Alternatively, or if you can't find oat or almond milk, the table below shows how you can use oats or almonds to make milk yourself:
|Milk replacement||How I'd use it||Price per cup (vs 1L of milk)|
|Oats and water||Soak 1 cup of oats for 15-30mins, rinse and drain, then blend up with 2-4 cups of fresh water. You can change the thickness after you’ve blended by adding more water. Pass through a sieve, cheesecloth, muslin, or even a clean tea towel to take out any chunks before using. You can add sweetener like maple syrup, or leave it plain and then use in baking or tea/coffee.||10p (so £1.30 cheaper)|
|Almonds and water||Made in a similar way to oat milk, soaking almonds overnight, but best if you’ve a high-powered blender. You'll end up with about one litre of thick and creamy almond milk - thicker than store-bought, but you can add more water to thin it down and make it go further.||£1 (so 5p more expensive, unless you water it down)|
Not got ingredients? Change the recipe
Instead of trying to swap out every ingredient in a recipe you've got your heart set on, it might be time to be a little more flexible. No flour but got oats? Try flapjacks. No eggs? Try a vegan bake.
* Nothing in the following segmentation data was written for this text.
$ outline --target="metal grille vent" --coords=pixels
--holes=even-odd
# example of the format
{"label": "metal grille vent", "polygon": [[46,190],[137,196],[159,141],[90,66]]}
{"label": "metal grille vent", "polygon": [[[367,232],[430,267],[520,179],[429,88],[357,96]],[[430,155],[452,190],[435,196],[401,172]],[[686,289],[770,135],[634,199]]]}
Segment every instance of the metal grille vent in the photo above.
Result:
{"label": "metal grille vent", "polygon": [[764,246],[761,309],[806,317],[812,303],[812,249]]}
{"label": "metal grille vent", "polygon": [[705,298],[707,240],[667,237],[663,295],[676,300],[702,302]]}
We asked MoneySavers to show us their best lockdown bakes for inspiration:
What if my baking still fails?
As long as it’s not burnt to a crisp, or otherwise unsafe to eat (eg, raw egg) – as I always say, eat the fail! Nobody will know if you eat the evidence. Obviously, I’m not saying you should purposefully waste ingredients, especially as they’re hard to come by right now, but if you’re learning or baking for the first time, it’s not always going to be perfect.